No matter how fun your career is, there will come a day, eventually, when your job is a job. A day when you won’t want to work, but circumstances demand you have to. For instance… I love writing, but there are some days I resent the hell out of the computer screen because I have to sit down at this blank ass screen and write.

Because of this, many people say picking a job you’re passionate about is a surefire way to end up miserable. Since passion is fleeting and ephemeral, they say, you should pursue career paths that offer you growth, such as opportunities to learn new skills or grow your income over time.

In my humble opinion, this advice misses the point. Having a career you are passionate about does not mean loving your job every day. In fact, having a career you’re passionate about doesn’t even necessarily mean you enjoy your job most days.

What fuels passion about your work isn’t whether you enjoy the day-to-day labor, it’s about whether your work brings you meaning.

Meaning Is What Matters

Back in the day — I mean, way back in the day, three thousand years ago in Greece and Rome — work was viewed as something men did for meaning. Work provided a wage and entertainment, but the primary purpose of work was fulfillment. Not fulfillment of a spiritual purpose, like Moses journeying across the desert, but something more mundane: the sort of fulfillment a loving wife and children provided, the fulfillment of a life well-lived. These ancient philosophers wove this belief into a philosophy called Stoicism which is now practiced by scads of eager devotees.

If our jobs don’t pay what we want, or the conditions are unpleasant, we’re suffering, but we’re not morally bereft. In Man’s Search for Meaning, Victor Frankl demonstrated humans can endure mighty suffering if we have a purpose, but the same person without a purpose can endure very little.

The key difference is between pleasure and meaning. The relatively short half-life of a digital nomad’s career is a great example of this. Most digital nomads pursue that career so they can be location-independent and spent their time as a globetrotter. This is pleasurable but not necessarily meaningful. As a result, most globetrotters quit after a few years. They settle somewhere, start a family, and take up meaningful work.

Unlike mere pleasure, meaning can motivate you for life. If great civil rights leaders like Martin Luther King Jr. and Malala have taught us anything, it’s that meaning can motivate you through a hell of a lot of otherwise distinctly unpleasurable work. Meaningful work will motivate you well past when others quit.

Being an online writer brings me a great deal of meaning. It hasn’t panned out to be the dream of passive income and globetrotting I hoped it would be, but it’s still a great job. Knowing I tangibly improve the lives of my readers has turned out to be more important than the ability to buy a plane ticket.
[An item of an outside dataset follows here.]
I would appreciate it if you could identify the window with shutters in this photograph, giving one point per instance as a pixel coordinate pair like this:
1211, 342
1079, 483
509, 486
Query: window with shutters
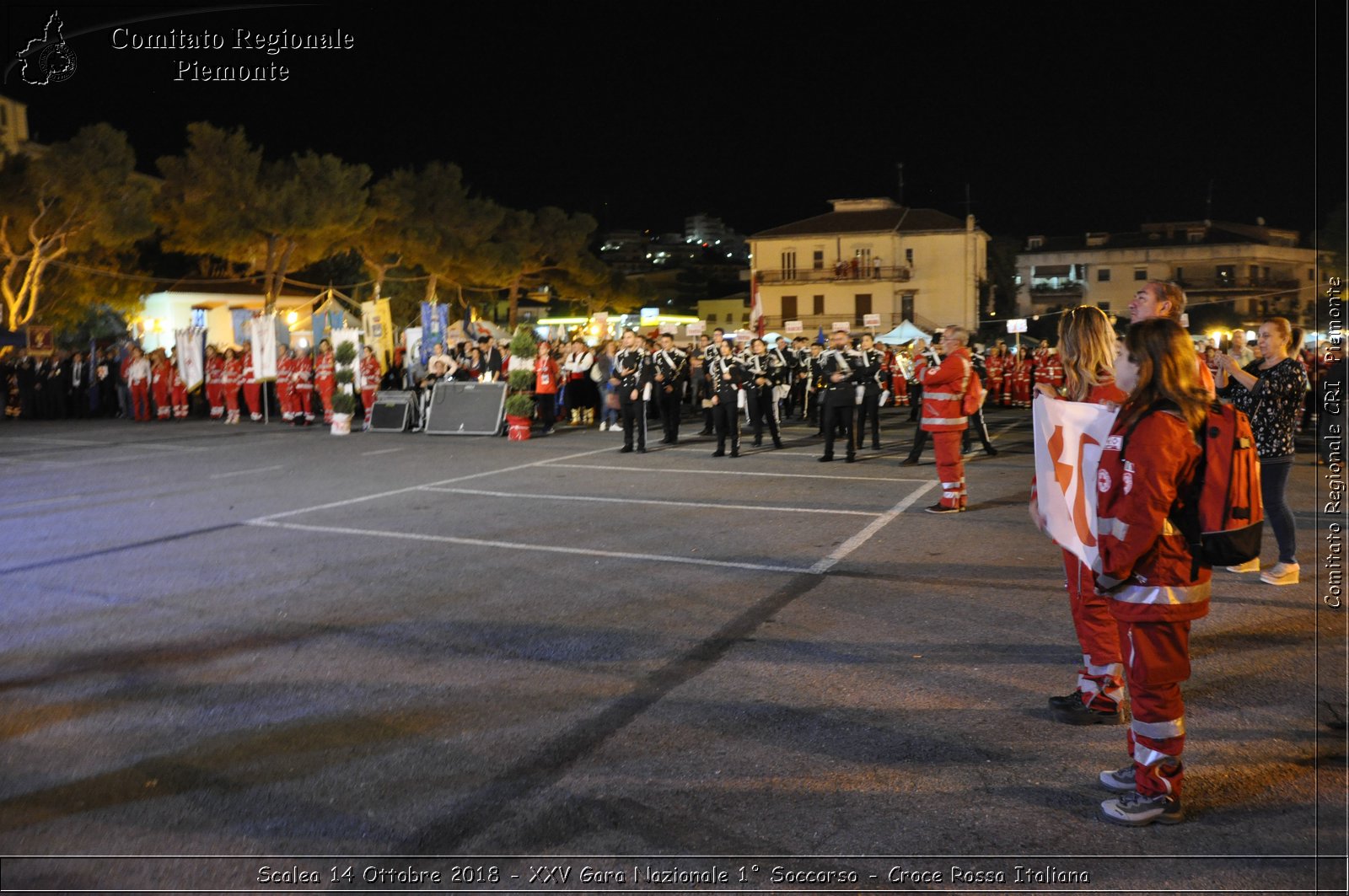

Whether or not work is meaningful is not necessarily connected to the nature of the work. It’s easy to find meaning as a civil rights worker. But you can find meaning in long-haul trucking for Wal-Mart, too. The shipping may not necessarily be meaningful on its own, but if that trucker takes pride in providing for his wife and children, he may find plenty of meaning. Even a disgruntled truck driver can take pride in supporting his family.

In Doing Good Better, author MacAskill describes people who ‘work to donate,’ or, take up the most lucrative jobs they can find in order to donate large amounts of the money they make to charity. They trade their labor at big banks and corporations for dollars they then use to support work in developing nations.
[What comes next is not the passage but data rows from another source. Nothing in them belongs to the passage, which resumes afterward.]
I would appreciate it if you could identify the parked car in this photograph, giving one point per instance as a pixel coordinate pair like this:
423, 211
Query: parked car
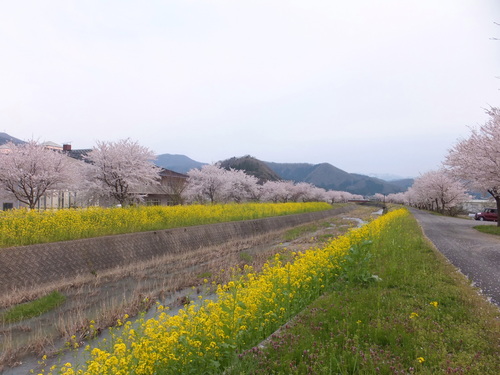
489, 214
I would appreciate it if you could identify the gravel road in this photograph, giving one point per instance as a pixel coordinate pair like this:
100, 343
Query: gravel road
475, 254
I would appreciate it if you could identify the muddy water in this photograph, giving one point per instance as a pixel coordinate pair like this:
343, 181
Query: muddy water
117, 290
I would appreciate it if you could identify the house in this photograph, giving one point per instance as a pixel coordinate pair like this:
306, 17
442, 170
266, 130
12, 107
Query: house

Meaning and The Great Resignation

If the Great Resignation is any indication, most people right now do not enjoy their work whatsoever. But what’s making work so miserable isn’t simply the lack of pay or the conditions. It’s the meaninglessness of it all. Few people find meaning in serving food to rich overweight Americans, shipping their online purchases, or otherwise supporting our unequal and consumerist society. Even essential workers like nurses and supporting staff are resigning when faced with a bureaucracy that is impossible to navigate and failing to adequately support them in the midst of a pandemic.
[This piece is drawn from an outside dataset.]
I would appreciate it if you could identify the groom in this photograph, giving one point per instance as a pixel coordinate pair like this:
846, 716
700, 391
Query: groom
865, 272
As employers consider how they can convince people to work at their business, consider how you offer potential employees meaning. Is the work your company does actually making the world a better place? Or is your company merely one among many that exist to make a buck?

In Conclusion

The careers that people are passionate about over the long haul are not the most fun or exciting careers, but the careers that enable people to truly make a difference in the world.

If you want to wake up every day excited for work, feeling blessed by the universe, don’t pick work because of great benefits. Pick work based on how much meaning you find in it.